The Federal Trade Commission has confirmed that it's looking into Apple's controversial app marketing policies - but not because of their effect on content providers.
It's responding instead to a letter from congressman Ed Markey expressing concern that children in particular are being encouraged to make in-app iTunes purchases, ramping up their hapless parents' bills.
Many apps, while themselves free to download, then enable the provider to charge for products and services, with Apple taking a 30 percent cut.
"I am concerned about how these applications are being promoted and delivered to consumers, particularly with respect to children, who are unlikely to understand the ramifications of in-app purchases," he wrote.
In one case, he says, a parent was landed with a $1,000 bill for game accessories.
FTC chairman Jon Leibowitz has now promised to investigate the issue, saying he 'fully shares' Markey's concern.

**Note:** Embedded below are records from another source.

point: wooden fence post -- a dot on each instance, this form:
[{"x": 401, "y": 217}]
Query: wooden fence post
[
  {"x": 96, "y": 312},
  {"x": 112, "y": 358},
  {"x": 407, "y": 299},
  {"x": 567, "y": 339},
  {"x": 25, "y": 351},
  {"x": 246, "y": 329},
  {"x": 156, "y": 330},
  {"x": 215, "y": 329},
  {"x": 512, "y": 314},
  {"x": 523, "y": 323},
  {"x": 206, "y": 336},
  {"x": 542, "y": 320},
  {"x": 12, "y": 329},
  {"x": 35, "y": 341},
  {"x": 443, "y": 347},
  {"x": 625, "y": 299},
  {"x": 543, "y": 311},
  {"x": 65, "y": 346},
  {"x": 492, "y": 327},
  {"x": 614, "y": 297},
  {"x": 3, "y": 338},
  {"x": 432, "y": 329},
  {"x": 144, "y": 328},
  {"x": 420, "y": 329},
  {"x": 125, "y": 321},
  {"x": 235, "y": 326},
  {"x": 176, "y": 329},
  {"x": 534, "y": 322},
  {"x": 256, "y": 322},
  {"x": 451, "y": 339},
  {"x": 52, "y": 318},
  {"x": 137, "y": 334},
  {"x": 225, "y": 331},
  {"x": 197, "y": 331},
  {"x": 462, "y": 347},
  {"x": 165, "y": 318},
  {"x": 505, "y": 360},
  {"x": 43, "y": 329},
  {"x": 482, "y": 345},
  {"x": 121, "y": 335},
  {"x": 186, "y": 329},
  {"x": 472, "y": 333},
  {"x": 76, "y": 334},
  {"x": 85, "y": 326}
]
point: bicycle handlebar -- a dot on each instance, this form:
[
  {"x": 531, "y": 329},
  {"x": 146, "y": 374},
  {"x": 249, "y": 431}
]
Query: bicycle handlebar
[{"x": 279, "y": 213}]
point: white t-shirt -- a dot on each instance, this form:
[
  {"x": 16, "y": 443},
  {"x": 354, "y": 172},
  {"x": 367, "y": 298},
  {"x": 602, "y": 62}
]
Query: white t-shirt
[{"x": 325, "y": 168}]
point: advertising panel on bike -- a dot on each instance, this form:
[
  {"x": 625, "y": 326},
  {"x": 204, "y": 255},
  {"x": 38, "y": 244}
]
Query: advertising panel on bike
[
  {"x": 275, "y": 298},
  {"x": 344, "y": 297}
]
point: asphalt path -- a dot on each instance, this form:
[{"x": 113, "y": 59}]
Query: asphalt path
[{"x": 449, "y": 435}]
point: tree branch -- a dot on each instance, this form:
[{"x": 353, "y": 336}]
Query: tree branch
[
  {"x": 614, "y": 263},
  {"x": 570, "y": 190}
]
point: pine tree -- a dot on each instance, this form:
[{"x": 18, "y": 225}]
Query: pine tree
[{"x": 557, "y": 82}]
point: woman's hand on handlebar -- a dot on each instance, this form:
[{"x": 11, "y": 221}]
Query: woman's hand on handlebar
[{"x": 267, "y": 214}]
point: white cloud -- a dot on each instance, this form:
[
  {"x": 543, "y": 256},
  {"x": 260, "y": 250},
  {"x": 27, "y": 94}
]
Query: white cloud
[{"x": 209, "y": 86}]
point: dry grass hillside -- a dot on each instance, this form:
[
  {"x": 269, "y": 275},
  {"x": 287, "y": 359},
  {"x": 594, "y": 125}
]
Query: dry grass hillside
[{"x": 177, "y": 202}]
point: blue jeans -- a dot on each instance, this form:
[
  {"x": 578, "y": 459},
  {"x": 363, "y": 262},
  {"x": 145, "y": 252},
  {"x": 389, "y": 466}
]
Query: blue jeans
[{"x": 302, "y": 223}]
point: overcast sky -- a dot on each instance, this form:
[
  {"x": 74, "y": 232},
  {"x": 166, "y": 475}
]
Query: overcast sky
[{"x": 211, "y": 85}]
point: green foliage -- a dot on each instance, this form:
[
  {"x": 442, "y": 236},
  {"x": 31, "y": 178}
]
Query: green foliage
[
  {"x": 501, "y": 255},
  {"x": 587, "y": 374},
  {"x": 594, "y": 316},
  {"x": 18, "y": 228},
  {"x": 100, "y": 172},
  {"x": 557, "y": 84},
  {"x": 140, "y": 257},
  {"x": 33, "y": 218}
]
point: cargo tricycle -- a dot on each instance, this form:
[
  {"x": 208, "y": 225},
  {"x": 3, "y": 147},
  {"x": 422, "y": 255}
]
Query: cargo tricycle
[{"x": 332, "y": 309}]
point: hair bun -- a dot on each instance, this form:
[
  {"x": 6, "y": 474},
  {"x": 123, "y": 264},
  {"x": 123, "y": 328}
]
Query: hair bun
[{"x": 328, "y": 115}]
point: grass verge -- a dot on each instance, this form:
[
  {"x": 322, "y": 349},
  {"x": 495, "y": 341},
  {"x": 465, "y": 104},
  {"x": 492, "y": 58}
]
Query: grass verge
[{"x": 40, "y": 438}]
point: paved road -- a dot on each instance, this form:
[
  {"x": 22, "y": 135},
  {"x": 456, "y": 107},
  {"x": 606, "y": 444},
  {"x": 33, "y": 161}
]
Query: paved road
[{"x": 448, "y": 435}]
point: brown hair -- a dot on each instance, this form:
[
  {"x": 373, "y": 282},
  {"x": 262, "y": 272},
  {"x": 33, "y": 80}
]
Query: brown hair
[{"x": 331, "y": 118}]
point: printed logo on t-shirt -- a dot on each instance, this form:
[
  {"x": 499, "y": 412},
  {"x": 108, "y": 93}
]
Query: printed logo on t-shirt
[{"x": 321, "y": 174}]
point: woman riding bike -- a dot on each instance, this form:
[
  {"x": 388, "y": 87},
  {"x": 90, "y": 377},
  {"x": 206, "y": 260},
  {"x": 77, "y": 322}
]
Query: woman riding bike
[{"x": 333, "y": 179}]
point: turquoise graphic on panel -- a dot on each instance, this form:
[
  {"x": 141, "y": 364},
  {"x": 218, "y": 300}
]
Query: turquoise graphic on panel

Apple extended the ability to make in-app purchases to free apps late in 2009. But with the feature available in childrens' games such as Smurfs’ Village and Tap Zoo - targeted at kids as young as four - many feel it's just too easy for enthusiastic little gamers to rack up hefty bills without realizing that those Smurfberries cost real, hard cash.
Apple's app policies - and in particular its App Store subscriptions - are already under investigation by both the FTC and the Justice Department, which are concerned that the company's market dominance gives it too much sway over its business partners.